We move toward the shelves of kombucha. Chris demonstrates how to hoist the jugs in proper form. He bends from his knees, squares his shoulders, and steadies himself as if lifting a kettlebell.

Moving kombucha gives Chris a tender awareness of his body's limits. "This work, and the steps that go into it, is a practice of consciousness for me," he explains.

We begin to move the jars one by one, each with care and solemn intention, like a prayer. After we move all twenty-four jars, Chris hands me latex gloves and shows me how to scoop the SCOBY out from the top.

Jiggly and gelatinous, I pinch the SCOBY in half. It's marbled like a strip of pork belly and feels like one, too. It slips in my hand, and I rapidly scoop it into an empty container, drippings and all. These faithful colonies of bacteria and yeast will be used again and again, each an endlessly reproducing mother to itself.

As we work, Chris's business partner, Tim, comes by to check on us. Tim has mousy brown hair and a beard. He looks like the weed delivery guy in that HBO show, High Maintenance.

Tim used to be a forestry student before he became a kombucha brewer. Like Chris, he is passionate about the science behind kombucha. He takes a refractometer and pipettes a few drops of our batch into its aperture. The gadget gives a measurement that indicates proper levels of sugar content.

The sugar in this batch is low, so Chris adds some more by the gram. Chris and Tim will bottle the beverage and let it sit for a few more days to develop its final flavor.

Chris, Tim, and I pause for a few minutes after finishing our tasks. Chris pours some kombucha for us to try. It's crisp and green, low in sugar, and high in healthy compounds.

As I have another glass, I take in the office space, which is meticulously neat. Its surfaces are clear of clutter; bookshelves hold tidy piles of papers; an Erlenmeyer flask dries in a dish rack. The space feels peaceful.
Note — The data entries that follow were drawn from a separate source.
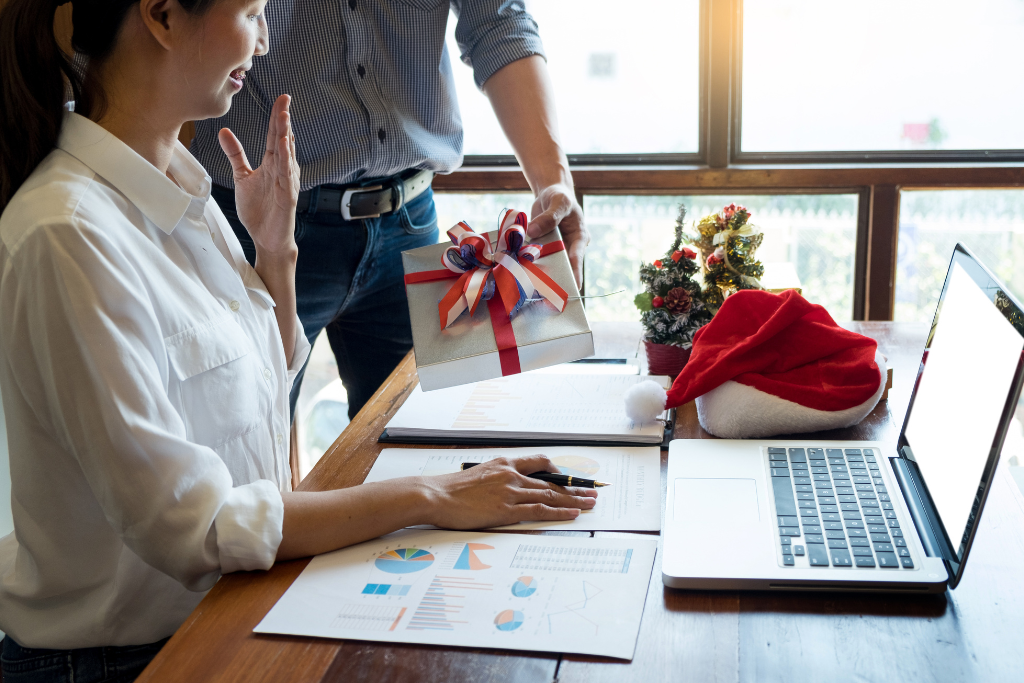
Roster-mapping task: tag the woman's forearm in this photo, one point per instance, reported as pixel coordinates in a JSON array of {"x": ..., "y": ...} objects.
[{"x": 278, "y": 272}]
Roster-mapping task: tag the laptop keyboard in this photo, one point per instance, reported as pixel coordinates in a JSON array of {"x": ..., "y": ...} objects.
[{"x": 833, "y": 508}]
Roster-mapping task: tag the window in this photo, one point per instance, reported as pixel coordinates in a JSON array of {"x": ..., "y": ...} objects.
[
  {"x": 626, "y": 78},
  {"x": 990, "y": 223},
  {"x": 904, "y": 75},
  {"x": 813, "y": 232}
]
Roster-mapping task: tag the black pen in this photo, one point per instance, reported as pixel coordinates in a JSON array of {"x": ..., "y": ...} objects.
[{"x": 559, "y": 479}]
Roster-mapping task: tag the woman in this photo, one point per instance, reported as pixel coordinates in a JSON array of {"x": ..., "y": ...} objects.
[{"x": 144, "y": 366}]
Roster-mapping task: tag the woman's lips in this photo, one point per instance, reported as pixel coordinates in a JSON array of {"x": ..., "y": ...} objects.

At CommuniTea, there is a scientific method to brewing a messy, miraculous beverage that is very much alive. Chris and Tim observe and collect data that allows them to decode and "hack" the behavior of symbiotic organisms. By providing intentional conditions for yeast and bacteria to ferment, they cooperate with the "intelligence of nature" to create their desired drink. I like to think of it as chemistry at its most conscious.

But at its simplest, "CommuniTea can be a place where people can share and commune with one another," Chris says. And that, in itself, is enough.

CommuniTea's brewery is located at 21st & Union and sold at groceries around the region. You can now order their bottles through a home delivery program.